Uranium mining has exacted a terrible cost in the region already. Nearly 30 million tons of uranium ore were extracted from Navajo Nation land between 1944 and 1986, and 1,000 abandoned uranium mines remain. Navajo people exposed to uranium suffer from high rates of kidney failure and cancer, and new research from the Center for Disease Control shows uranium in babies born now. In 2010, the U.S. Geological Survey reported fifteen springs and five wells near the Grand Canyon have concentrations of uranium that exceed safe drinking water standards, as well as radioactive dust several hundred feet from a North Kanab Mine site.
Uranium mining has exacted a terrible cost in the region already. Native American groups have been fighting uranium mining on and near tribal lands for years.
Native American groups have been fighting uranium mining on and near tribal lands for years. At a hearing for one of two lawsuits the Havasupai have filed in federal court to protect their water supply from uranium mining contamination, tribal chairman Dan Watahomogie said: “We are the Havasuw ‘Baaja, which means people of the blue-green water.

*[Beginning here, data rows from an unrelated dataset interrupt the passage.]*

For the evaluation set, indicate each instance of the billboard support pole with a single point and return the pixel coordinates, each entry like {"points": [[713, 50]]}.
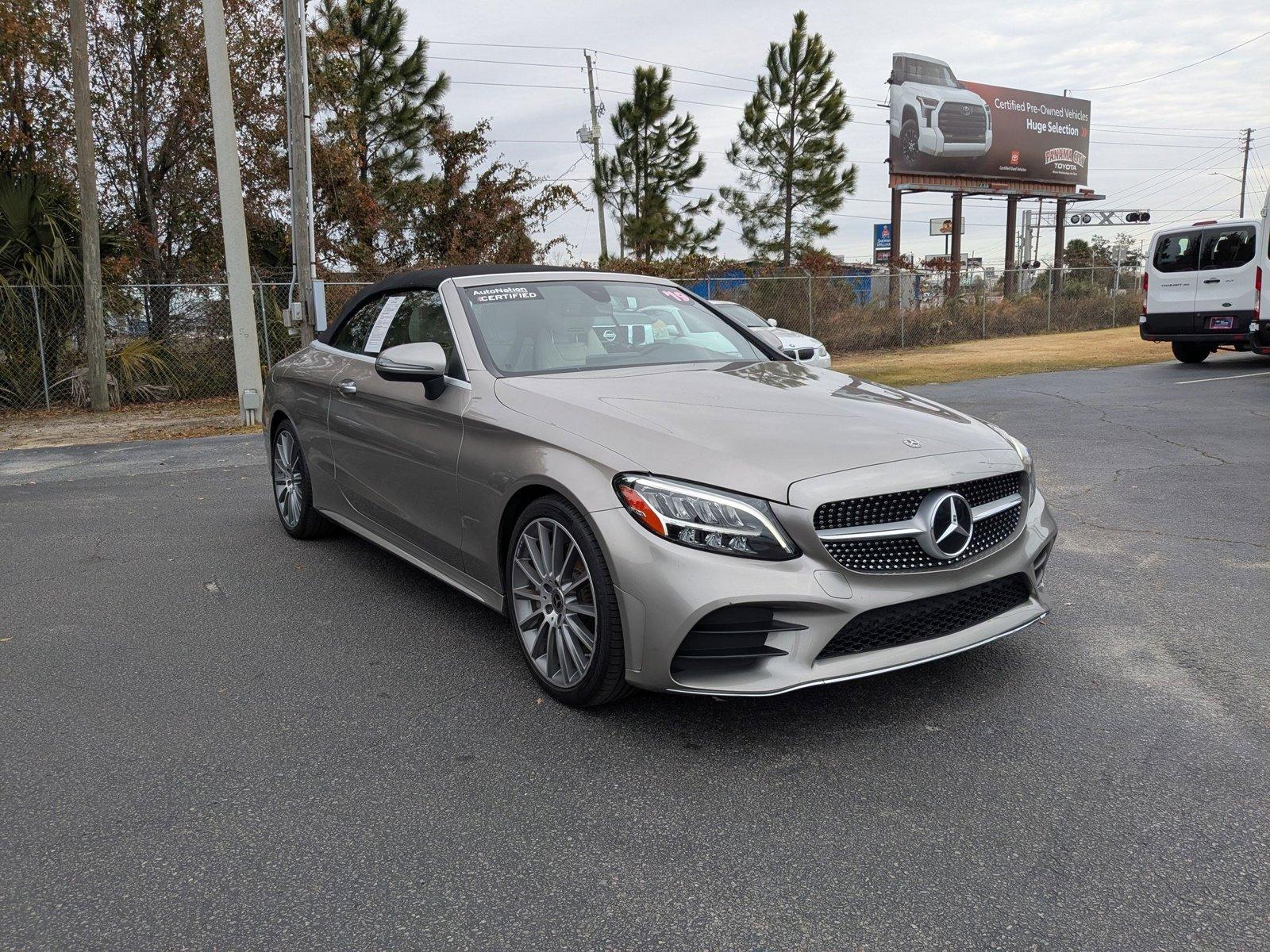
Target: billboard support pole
{"points": [[897, 198], [1011, 224], [1060, 232]]}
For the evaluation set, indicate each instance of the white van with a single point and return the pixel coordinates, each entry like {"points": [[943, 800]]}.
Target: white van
{"points": [[1203, 286]]}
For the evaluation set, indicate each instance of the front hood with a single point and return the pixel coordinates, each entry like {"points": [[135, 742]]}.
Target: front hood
{"points": [[752, 428], [944, 94], [791, 338]]}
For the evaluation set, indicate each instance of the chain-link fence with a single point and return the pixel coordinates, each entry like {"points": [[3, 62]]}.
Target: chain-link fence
{"points": [[163, 342], [175, 342], [870, 311]]}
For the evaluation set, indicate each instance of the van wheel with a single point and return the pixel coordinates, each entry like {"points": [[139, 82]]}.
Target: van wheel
{"points": [[908, 137], [1191, 353]]}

Our very being and continuance as Havasupai depends on the continued flow of our water and our ability to continue that reliance forever.”
The support for uranium extraction by the current administration is only more confounding in the context of energy production alternatives. But with its lack of a market, environmental injustice, and potential to permanently harm a region full of natural and cultural wonders, the specter of uranium mining exposes the true perversion of the Trump Administration’s extractive agenda for public land.